🤖 AI Summary
Existing spatially coupled turbo codes (SC-TCs) suffer from structural complexity and non-deterministic coupling, while binary convolutional codes (BCCs) with windowed decoding incur significant threshold loss. Method: This paper proposes two novel SC-TC families—half-spatially coupled braided convolutional codes (HS-BCCCs) and parallel convolutional codes—employing a deterministic, low-memory (M = 2) full-sequence recoding mechanism over a single time slot to realize spatial coupling. It further integrates windowed decoding with density evolution analysis to eliminate the threshold loss inherent in conventional BCC windowed decoding. Contribution/Results: Theoretical analysis and simulations demonstrate that the proposed codes achieve near-Shannon-limit performance even with minimal coupling memory, significantly outperforming state-of-the-art SC-TCs and BCC-based schemes in both error-correction performance and decoding complexity.
📝 Abstract
This paper presents a new class of spatially coupled turbo-like codes (SC-TCs), namely half spatially coupled braided convolutional codes (HSC-BCCs) and half spatially coupled parallel concatenated codes (HSC-PCCs).
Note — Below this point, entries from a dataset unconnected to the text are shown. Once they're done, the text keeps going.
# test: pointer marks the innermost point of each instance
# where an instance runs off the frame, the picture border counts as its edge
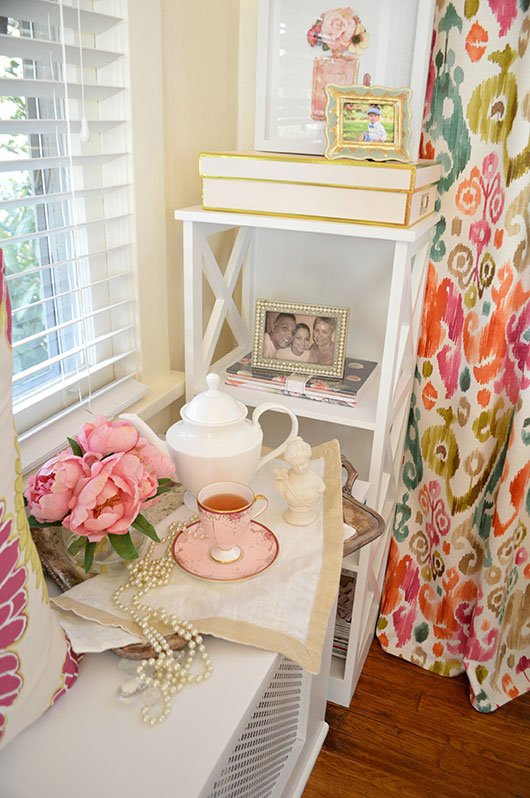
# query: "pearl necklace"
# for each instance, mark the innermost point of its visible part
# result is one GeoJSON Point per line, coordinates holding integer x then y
{"type": "Point", "coordinates": [167, 673]}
Different from the conventional SC-TCs, the proposed codes have simpler and deterministic coupling structures. Most notably, the coupling of HSC-BCCs is performed by re-encoding the whole coupling sequence in the component encoder of one time instant, rather than spreading the coupling bits to component encoders of multiple time instants. This simplification not only addresses the window decoding threshold loss issue in existing BCCs, but also allows the proposed codes to attain very close-to-capacity performance with a coupling memory as small as 2. Both theoretical and numerical results are provided to demonstrate the performance advantages of the proposed codes over existing spatially coupled codes.